A febbraio ci aveva impressionato vedere Huub Artz finire al 3° posto sulla Green Mountain, l’Alpe d’Huez del Tour of Oman, dopo essere stato in fuga e aver approcciato la salita finale con appena un minuto sul gruppo. Poi l’abbiamo visto vincere la Gand-Wevelgem U23, chiudere 7° la Parigi-Roubaix di categoria e la Liegi-Bastogne-Liegi, e poi 11° il Giro di Norvegia coi professionisti. Ieri, infine, ha vinto al Giro Next Gen nell’arrivo in salita di Zocca, ancora una volta grazie ad una fuga indovinata.
Ci è venuto spontaneo chiedergli che tipo di corridore sia, visto che sembra andare forte un po’ ovunque: «Non mi è ancora chiaro nemmeno a me che tipo di corridore sono - ha detto Artz -. Dopo Pian della Mussa e Fosse, però, mi sono convinto che le salite non sono proprio il mio, mi piacciono solo quando sono al top, mi definirei più un corridore da classiche. Poi se sto bene mi diverto anche in salita, ma oggi ero con corridori che sono andati via in pianura, quindi non propriamente scalatori».

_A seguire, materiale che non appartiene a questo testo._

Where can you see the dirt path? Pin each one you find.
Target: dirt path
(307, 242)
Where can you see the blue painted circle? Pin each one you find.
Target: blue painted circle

In questo Giro Next Gen, infatti, le gambe non hanno risposto come avrebbero voluto e il livello altissimo dei concorrenti lo ha fatto sudare non poco: «Quando ho visto le tappe pensavo di poter fare bene in diverse di queste, ma ad inizio Giro la gamba non girava come speravo - ha detto ancora il corridore della Wanty-ReUz-Technord -. Oggi però volevo provarci e sono contento che alla fine sia venuta fuori questa bella vittoria. L’impressione che ho avuto è che qui il livello fosse anche più alto di alcune corse professionistiche, ma forse è perché non stavo benissimo e qui le corse sono totalmente imprevedibili e non si rallenta praticamente mai, quindi se non sei al top rischi davvero di soffrire tanto. Sono comunque contento di aver dimostrato di potermela cavare sia con gli U23 che coi professionisti».
Olandese di Eindhoven, classe 2002, 186 cm per 69 kg, si ispira a Mathieu Van der Poel e sogna, un giorno, di vincere il Giro delle Fiandre. Dal prossimo anno sarà ufficialmente un professionista tra le fila delle Intermarché: «Ho iniziato molto presto con la bici, a 10 anni, e poi ho sempre sognato di diventare professionista. Non so cosa aspettarmi da quel mondo. Vediamo come andrà il prossimo inverno e se dimostrerò di essere forte abbastanza per vincere già coi grandi. Ma da questo punto di vista non credo ci sia troppa fretta».
Prima, però, c’è un Giro Next Gen da concludere: «Oggi sarà un’altra giornata full gas perché tanti corridori vorranno provare a vincere per salvare il proprio Giro. Potrei provarci anch’io, ma senza pressioni perché il mio obiettivo l’ho già raggiunto».